As with all aspects of your dog’s health, nutrition is a huge factor in your dog’s skin and coat condition. Your dog needs protein and fat for good skin and coat development – a lack of these two in the diet can cause areas of hair loss. Your dog’s hair may also become dry, brittle, and dull. This is where fish oil comes in! Fish oil is one of the best and safest supplements to add to your pup’s diet. Not only does it support your canine companion’s heart health, but it also promotes a silky coat and helps to relieve itchy skin. This is because fish oil contains omega-3 fatty acids. These are “good” fats that help your dog’s body and brain.
Your dog’s grooming needs vary depending on their coat length and texture. In general, short-haired breeds will only need brushing once a week. In contrast, a medium-haired dog breed will need brushing a few times a week to remove dead fur. Lastly, long-haired breeds should receive daily brushing to keep their coat healthy.

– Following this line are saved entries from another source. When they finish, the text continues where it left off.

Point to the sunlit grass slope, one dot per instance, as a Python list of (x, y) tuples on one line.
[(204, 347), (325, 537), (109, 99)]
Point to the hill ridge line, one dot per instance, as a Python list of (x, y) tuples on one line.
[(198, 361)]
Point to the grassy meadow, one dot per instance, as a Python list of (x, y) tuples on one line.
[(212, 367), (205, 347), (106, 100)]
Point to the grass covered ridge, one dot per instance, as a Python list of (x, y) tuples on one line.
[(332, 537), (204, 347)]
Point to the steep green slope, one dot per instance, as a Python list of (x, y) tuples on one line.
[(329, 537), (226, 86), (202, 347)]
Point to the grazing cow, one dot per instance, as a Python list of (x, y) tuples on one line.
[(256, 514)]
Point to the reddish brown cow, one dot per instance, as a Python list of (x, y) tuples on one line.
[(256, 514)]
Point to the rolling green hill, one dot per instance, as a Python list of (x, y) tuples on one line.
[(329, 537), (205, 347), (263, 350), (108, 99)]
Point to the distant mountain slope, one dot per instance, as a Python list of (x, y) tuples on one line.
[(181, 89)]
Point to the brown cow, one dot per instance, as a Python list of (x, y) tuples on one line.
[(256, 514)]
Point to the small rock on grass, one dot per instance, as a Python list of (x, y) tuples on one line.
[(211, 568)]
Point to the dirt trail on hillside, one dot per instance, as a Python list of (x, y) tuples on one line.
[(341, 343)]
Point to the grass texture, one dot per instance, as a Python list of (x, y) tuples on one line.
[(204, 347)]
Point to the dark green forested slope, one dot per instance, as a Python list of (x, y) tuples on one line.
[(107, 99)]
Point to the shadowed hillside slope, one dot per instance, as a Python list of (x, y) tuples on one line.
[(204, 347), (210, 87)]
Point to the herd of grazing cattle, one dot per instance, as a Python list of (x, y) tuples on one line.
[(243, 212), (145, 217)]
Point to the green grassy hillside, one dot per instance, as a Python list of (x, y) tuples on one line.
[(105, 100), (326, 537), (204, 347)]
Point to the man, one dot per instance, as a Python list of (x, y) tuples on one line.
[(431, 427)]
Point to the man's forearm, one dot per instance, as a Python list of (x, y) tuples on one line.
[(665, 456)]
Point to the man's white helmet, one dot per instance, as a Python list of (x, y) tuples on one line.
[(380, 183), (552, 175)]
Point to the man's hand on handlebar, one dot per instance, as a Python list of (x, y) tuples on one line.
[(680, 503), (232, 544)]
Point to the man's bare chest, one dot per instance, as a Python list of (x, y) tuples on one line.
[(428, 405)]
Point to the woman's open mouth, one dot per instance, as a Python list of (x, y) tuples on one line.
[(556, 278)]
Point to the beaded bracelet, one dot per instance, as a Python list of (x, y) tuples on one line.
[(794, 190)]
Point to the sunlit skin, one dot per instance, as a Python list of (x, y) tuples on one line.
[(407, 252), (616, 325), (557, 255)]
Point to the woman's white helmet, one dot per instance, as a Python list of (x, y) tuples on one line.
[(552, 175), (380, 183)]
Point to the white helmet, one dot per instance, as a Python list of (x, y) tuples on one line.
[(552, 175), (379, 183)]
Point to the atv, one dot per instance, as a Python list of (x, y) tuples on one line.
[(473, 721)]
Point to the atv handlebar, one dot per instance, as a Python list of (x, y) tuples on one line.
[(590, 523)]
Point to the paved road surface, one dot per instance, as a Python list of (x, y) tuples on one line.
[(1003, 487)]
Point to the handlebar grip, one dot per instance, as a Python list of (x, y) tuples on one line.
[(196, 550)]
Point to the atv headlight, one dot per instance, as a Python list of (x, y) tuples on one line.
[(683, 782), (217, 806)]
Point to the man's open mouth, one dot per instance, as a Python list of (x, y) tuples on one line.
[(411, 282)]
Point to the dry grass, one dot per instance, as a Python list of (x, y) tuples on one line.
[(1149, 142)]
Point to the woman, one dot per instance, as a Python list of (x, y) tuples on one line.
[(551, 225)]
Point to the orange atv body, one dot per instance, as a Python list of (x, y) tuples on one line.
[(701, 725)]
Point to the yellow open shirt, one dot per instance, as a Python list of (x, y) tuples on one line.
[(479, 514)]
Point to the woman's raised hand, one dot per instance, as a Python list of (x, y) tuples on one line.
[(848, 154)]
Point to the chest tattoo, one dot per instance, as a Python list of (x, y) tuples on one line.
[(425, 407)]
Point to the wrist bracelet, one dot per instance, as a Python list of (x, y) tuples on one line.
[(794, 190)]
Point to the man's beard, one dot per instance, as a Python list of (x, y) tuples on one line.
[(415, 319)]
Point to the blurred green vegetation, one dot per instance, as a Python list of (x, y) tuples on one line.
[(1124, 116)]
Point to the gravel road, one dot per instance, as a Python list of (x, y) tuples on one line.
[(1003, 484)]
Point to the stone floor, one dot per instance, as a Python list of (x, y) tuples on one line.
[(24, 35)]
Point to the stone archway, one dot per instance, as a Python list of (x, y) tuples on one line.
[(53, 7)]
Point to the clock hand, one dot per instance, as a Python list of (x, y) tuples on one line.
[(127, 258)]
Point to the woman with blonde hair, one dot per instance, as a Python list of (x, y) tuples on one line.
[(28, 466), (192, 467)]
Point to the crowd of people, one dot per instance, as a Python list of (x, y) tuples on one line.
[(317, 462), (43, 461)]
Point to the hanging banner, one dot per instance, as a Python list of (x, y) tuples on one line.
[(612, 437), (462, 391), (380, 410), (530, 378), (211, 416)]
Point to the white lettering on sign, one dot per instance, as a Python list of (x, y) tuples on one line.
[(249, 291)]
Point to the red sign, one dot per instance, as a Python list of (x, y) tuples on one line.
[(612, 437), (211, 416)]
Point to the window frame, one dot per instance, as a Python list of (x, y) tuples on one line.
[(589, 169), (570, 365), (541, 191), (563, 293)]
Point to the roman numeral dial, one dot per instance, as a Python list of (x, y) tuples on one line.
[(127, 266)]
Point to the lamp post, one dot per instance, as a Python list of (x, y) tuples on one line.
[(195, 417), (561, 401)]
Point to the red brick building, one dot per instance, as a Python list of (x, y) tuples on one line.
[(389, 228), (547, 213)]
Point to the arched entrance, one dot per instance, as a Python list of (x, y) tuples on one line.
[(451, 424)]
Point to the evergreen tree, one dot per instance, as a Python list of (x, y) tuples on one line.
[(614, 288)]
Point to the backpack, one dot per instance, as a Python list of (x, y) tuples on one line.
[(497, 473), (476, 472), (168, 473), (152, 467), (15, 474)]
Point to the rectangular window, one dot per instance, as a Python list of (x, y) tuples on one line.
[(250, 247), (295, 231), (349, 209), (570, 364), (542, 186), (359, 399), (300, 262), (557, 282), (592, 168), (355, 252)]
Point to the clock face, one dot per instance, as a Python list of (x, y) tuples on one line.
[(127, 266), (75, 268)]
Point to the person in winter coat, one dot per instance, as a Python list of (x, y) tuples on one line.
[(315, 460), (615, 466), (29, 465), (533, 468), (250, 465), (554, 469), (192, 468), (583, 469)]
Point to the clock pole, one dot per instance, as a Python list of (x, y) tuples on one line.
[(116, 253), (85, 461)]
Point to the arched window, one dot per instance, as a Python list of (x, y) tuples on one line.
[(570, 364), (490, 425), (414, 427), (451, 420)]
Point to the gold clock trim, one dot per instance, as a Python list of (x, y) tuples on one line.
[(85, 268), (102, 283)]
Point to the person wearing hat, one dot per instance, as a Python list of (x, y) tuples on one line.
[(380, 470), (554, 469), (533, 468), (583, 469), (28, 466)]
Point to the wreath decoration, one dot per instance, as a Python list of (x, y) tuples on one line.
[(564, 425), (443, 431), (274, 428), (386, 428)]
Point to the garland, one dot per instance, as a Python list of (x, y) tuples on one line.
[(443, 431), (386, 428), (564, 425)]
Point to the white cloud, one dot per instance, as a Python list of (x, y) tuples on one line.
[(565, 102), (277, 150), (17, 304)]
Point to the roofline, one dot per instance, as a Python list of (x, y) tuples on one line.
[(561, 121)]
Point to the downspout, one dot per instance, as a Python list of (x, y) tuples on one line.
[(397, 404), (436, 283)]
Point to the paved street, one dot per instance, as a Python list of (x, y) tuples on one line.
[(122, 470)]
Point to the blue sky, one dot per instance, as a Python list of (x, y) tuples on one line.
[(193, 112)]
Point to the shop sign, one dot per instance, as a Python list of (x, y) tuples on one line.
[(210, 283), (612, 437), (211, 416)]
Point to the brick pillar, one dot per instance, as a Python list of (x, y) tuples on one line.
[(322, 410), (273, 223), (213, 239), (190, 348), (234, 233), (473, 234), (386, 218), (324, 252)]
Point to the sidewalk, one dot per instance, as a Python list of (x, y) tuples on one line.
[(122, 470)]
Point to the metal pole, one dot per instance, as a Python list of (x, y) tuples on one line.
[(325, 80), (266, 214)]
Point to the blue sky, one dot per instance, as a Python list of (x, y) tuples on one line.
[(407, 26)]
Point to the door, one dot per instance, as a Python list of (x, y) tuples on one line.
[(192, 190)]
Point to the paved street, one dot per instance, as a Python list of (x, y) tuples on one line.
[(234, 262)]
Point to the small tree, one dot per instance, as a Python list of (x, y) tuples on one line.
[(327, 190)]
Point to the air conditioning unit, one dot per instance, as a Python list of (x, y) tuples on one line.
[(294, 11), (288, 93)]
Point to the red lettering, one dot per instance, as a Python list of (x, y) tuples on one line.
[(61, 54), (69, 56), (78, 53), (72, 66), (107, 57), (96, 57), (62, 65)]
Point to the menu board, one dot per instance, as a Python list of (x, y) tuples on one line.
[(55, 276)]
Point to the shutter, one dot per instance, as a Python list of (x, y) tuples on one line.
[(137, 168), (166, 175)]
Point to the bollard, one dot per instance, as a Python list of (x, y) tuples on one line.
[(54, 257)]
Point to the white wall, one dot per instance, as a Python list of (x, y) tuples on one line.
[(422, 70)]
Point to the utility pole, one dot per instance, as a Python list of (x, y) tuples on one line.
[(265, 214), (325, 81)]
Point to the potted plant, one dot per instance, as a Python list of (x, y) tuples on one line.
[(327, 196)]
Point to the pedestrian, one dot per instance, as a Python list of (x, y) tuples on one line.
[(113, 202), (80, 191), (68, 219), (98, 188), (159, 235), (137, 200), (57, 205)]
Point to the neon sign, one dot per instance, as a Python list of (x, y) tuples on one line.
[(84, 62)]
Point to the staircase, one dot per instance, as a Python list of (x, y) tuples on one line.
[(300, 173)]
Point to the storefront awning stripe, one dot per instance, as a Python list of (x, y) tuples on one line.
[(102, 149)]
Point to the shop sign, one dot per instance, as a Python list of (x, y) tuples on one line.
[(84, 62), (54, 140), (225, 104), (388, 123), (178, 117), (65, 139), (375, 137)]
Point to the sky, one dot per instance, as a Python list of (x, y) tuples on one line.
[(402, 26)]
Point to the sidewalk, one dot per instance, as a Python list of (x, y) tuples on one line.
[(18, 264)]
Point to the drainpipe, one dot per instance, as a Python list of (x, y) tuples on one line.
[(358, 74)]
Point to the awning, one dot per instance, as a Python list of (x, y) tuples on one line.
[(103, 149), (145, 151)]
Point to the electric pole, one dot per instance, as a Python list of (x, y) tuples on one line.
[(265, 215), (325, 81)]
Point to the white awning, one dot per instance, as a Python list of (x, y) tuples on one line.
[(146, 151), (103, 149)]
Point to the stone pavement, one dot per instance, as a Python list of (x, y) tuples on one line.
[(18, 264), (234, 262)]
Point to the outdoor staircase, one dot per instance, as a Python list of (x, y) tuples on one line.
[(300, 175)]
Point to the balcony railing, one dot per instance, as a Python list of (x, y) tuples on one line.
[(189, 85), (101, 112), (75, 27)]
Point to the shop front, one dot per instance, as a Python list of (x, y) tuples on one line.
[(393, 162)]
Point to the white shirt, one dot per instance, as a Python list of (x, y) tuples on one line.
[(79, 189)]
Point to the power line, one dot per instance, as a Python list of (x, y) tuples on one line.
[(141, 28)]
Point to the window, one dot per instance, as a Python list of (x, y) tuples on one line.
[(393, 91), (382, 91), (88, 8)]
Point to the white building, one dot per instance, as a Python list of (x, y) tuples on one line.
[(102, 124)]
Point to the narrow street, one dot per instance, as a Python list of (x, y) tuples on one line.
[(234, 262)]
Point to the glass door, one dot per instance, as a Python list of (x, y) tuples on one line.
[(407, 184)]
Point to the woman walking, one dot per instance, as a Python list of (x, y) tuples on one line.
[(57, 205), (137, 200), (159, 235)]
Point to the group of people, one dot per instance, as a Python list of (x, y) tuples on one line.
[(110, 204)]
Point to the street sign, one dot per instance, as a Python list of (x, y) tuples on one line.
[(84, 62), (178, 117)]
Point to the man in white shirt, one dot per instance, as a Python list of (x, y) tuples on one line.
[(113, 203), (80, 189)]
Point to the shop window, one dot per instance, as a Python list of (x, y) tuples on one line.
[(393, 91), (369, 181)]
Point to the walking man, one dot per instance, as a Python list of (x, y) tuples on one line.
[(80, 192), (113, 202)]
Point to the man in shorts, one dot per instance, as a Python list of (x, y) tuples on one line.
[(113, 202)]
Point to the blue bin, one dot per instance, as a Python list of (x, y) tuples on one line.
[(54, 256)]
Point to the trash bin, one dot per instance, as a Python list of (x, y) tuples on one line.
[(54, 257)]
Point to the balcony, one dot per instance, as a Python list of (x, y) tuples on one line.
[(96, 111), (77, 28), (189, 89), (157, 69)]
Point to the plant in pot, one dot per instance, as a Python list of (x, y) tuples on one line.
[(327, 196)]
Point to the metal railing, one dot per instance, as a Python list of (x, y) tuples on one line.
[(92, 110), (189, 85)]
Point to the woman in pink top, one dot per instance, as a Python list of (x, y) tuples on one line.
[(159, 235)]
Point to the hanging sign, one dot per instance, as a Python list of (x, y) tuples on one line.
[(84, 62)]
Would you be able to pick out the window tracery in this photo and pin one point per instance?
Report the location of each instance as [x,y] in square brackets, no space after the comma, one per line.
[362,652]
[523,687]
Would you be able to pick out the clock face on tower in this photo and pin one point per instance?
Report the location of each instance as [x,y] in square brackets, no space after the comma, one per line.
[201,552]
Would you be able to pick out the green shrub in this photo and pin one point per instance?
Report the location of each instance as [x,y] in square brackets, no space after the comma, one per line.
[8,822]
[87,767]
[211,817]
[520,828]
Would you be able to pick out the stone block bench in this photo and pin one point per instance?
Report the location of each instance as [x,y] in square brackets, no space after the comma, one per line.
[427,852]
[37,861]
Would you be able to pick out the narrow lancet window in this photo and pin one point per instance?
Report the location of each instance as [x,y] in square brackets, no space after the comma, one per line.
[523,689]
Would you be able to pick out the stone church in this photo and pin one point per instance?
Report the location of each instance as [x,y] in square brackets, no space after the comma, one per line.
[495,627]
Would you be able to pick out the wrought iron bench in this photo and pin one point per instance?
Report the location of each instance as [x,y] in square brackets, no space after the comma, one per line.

If your dog has a double coat, the undercoat is the soft, short coat hiding beneath the coarser, longer outer coat. This soft undercoat serves as insulation for your dog. As such, they will “blow” this part of their coat when the weather gets warmer to regulate their temperature.
To de-shed your dog at home, you first need brushes that are specially designed to reach your dog’s undercoat. Before de-shedding your dog, though, you’ll need to thoroughly comb, brush, and de-mat your pup’s coat. The entire process is very time-consuming, and for large breeds, you may be looking at 2 hours or more to thoroughly de-shed the undercoat.
All dogs shed. The amount and frequency of shedding, however, varies considerably from dog to dog. This is important to take note of because breeders of “designer” dogs sometimes sell their dogs as “no-shedding” or “hypoallergenic” dogs, giving a false sense of security to pet parents with allergies. While it is true that low-shedding breeds are much better for owners with allergies, the risk is not entirely gone.